Option 2 - Lower Loan Note that my loan is smaller than in option 1, but there is more interest paid, and there is no first year tax deduction on the amount spent to decrease the loan. Instead, in any given year, there is only a tax deduction if you itemize your deductions instead of using the standard deduction. You would then be able to deduct 27.5% (if you were in the 27.5% tax bracket) of that years total interest minus the standard deduction. But, this also would occur with the lower interest option.

• Take the 1st years interest for the lower loan option 2, and subtract the 1st years interest for the lower interest option 1. You get? Show work.

• Assume that we are in the 27.5% tax bracket. Then our tax savings for the first year, by choosing the lower loan option 2, would be the above number times .275. What is this savings? Show work.

• Comparing this option 2 savings to the option 1 "points money" tax savings shows that option 1 gives more of a tax savings for the first year, since the money spent to buy down the rate is tax deductible (option 1), but it is not tax deductible to get a lower loan (option 2). Since we can only deduct this "points money" in the first year, using a process similar to the above will show that for subsequent years option 2 will give more of a tax savings. This occurs in future years because you receive a tax savings on the interest (\$) that gets paid, and option 2 pays a lot more interest and more money (a lot larger than the tax savings since the tax savings is only a small percentage of the extra interest money paid).
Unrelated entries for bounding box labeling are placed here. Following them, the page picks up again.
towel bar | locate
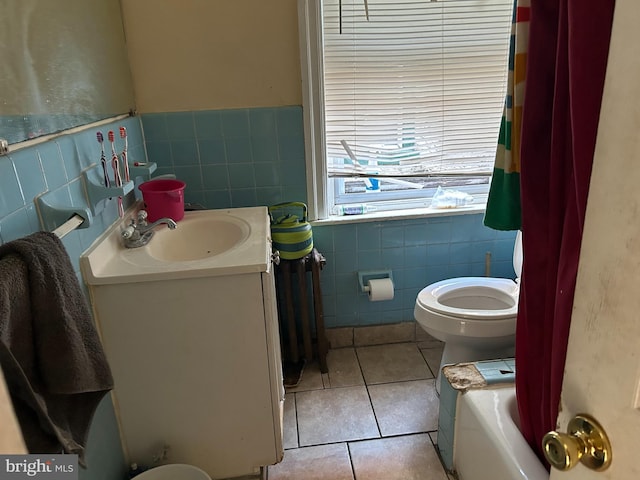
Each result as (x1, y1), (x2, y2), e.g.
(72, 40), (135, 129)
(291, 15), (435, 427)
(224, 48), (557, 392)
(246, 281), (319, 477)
(53, 214), (84, 238)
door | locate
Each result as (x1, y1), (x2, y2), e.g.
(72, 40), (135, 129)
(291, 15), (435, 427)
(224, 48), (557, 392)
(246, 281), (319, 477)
(550, 0), (640, 480)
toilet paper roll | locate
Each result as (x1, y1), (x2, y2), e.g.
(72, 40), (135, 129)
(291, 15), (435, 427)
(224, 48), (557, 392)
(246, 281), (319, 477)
(367, 278), (393, 302)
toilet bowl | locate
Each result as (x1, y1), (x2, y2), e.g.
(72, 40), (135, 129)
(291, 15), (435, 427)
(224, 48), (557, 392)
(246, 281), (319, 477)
(414, 232), (522, 392)
(134, 463), (211, 480)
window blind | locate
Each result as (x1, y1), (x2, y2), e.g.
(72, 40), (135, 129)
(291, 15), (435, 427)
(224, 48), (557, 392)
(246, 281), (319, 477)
(323, 0), (513, 177)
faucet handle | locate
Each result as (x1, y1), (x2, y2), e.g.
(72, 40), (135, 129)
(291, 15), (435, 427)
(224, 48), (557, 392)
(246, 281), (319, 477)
(122, 225), (136, 238)
(138, 210), (149, 222)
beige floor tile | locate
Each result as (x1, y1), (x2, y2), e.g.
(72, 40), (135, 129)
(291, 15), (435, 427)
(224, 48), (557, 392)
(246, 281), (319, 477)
(267, 443), (353, 480)
(282, 393), (298, 449)
(348, 433), (447, 480)
(296, 386), (380, 446)
(369, 380), (438, 437)
(356, 342), (433, 385)
(287, 361), (324, 393)
(327, 348), (364, 388)
(415, 322), (444, 348)
(325, 327), (353, 348)
(420, 344), (444, 377)
(353, 322), (416, 347)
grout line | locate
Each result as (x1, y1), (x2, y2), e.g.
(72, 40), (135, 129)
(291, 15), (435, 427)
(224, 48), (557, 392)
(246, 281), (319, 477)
(353, 348), (382, 440)
(346, 442), (358, 480)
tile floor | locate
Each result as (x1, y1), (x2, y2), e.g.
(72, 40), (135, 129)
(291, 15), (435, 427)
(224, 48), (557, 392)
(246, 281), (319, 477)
(266, 341), (453, 480)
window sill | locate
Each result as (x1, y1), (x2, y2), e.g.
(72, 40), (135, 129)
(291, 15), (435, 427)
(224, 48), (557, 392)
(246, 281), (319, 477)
(311, 201), (487, 226)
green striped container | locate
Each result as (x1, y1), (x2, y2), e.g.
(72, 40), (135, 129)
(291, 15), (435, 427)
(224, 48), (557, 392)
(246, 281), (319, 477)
(269, 202), (313, 260)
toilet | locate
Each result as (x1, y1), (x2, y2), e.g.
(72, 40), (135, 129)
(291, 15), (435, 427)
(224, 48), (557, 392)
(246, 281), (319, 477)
(134, 463), (211, 480)
(414, 231), (522, 392)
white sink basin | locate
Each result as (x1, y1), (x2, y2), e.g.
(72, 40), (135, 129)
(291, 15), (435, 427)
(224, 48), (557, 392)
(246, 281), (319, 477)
(80, 207), (271, 285)
(147, 215), (251, 262)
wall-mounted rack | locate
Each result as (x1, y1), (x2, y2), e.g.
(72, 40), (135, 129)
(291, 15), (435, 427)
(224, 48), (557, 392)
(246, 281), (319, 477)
(82, 164), (134, 213)
(35, 192), (93, 237)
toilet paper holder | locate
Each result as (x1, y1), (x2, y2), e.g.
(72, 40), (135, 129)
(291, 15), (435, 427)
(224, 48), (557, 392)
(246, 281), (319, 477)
(358, 270), (393, 293)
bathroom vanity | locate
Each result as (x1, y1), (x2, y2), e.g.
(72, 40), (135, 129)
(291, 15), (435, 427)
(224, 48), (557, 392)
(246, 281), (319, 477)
(80, 207), (284, 479)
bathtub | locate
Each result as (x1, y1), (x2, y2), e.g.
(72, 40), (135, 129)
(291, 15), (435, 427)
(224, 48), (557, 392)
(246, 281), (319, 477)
(453, 386), (549, 480)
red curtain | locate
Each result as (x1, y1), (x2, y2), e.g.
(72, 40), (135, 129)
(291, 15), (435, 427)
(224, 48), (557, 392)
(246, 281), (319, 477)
(516, 0), (614, 466)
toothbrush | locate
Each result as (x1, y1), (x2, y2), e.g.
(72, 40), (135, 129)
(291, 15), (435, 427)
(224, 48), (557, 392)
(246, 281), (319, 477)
(108, 130), (124, 218)
(96, 132), (111, 188)
(120, 127), (131, 182)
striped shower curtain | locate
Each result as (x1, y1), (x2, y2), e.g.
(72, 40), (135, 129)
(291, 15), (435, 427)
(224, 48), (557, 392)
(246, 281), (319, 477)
(484, 0), (530, 230)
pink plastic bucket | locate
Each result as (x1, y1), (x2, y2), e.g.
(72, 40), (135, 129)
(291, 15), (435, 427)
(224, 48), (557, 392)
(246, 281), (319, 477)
(138, 180), (186, 222)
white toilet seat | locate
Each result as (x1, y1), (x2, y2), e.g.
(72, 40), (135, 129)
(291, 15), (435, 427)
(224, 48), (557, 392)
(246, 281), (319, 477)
(416, 277), (519, 320)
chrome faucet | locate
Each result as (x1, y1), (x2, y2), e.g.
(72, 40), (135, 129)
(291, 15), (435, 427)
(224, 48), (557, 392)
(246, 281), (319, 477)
(122, 210), (178, 248)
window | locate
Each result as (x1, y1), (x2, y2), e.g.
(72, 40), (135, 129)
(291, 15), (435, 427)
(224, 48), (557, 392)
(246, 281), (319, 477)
(299, 0), (513, 218)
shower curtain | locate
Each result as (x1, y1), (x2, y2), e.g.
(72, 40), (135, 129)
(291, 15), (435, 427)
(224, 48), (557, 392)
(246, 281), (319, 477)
(484, 0), (531, 230)
(516, 0), (624, 459)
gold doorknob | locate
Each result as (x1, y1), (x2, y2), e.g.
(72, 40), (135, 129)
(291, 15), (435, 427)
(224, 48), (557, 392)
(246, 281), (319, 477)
(542, 414), (611, 471)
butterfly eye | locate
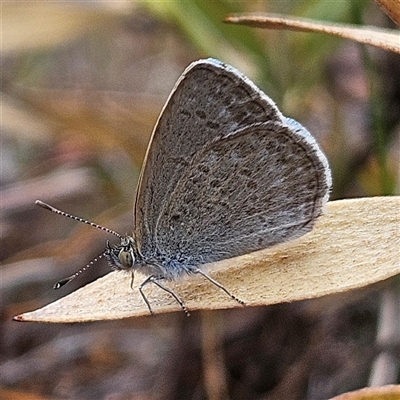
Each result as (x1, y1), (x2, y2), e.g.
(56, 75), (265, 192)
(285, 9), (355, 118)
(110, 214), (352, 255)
(118, 247), (135, 268)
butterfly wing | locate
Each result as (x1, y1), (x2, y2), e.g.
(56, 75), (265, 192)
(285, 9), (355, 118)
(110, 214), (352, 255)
(135, 60), (330, 274)
(134, 59), (283, 253)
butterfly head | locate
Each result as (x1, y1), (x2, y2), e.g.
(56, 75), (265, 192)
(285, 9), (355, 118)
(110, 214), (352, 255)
(104, 235), (136, 270)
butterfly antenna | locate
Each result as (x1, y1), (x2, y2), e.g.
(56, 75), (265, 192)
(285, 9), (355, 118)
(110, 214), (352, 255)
(53, 252), (106, 289)
(35, 200), (122, 239)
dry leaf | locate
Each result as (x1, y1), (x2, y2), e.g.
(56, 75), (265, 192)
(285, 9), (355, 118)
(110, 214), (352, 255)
(374, 0), (400, 25)
(225, 14), (400, 54)
(15, 196), (400, 322)
(330, 385), (400, 400)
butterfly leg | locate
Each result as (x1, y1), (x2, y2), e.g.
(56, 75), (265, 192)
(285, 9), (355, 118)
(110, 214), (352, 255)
(193, 268), (246, 306)
(139, 275), (190, 317)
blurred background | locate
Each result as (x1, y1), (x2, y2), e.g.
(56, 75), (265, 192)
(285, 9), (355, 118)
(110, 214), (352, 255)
(0, 0), (400, 400)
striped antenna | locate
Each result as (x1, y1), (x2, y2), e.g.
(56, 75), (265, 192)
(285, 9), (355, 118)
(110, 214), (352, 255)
(53, 252), (106, 289)
(35, 200), (122, 238)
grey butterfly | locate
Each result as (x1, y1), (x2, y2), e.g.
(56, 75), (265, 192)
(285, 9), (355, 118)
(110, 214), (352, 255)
(37, 59), (332, 314)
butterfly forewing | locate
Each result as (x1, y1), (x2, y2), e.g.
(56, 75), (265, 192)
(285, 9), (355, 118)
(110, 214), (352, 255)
(135, 60), (330, 276)
(134, 59), (283, 255)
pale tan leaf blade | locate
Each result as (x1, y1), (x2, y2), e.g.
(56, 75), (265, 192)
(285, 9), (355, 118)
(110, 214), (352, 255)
(330, 385), (400, 400)
(225, 14), (400, 54)
(15, 196), (400, 322)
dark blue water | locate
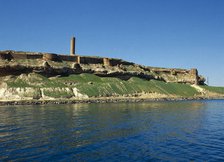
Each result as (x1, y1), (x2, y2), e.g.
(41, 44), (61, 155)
(0, 100), (224, 161)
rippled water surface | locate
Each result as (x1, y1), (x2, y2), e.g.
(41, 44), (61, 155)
(0, 100), (224, 161)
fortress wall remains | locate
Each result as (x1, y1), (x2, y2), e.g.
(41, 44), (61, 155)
(110, 59), (134, 66)
(0, 53), (12, 60)
(10, 53), (27, 59)
(80, 56), (103, 64)
(58, 55), (78, 62)
(27, 54), (43, 59)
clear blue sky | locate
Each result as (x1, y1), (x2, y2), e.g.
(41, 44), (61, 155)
(0, 0), (224, 86)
• Notice that the money that could be used to buy down the interest rate is exactly the same amount of money that the loan could be reduced. Would you have chosen to use this money to buy down the rate as in Option 1, or take out a lower loan as in Option 2? First, circle the following answers and fill in the following information by using the information in Table 2.
 Which option has a lower monthly payment? Option 1 Option 2 How much lower? Which option pays less total interest (\$) over the life of the loan? Option 1 Option 2 How much less? Which option has a lower loan balance at the end of year 2? Option 1 Option 2 How much less? Which option has a lower loan balance at the end of year 5? Option 1 Option 2 How much less? Which option has a large tax savings during the first year? Note that this tax savings is related to how the money was used (ie choosing Option 1 or Option 2), and that the other option does not get this tax savings due to the setup of tax laws. Option 1 Option 2 How much is this tax savings? Which option has a small tax savings from year 2 onwards? Note that this tax savings is a result of larger interest paid, and that the savings is only a small percentage of the higher interest paid. Option 1 Option 2

Would you have chosen to buy down the rate or instead used that money to take out a smaller loan? Relate your answer to the above information.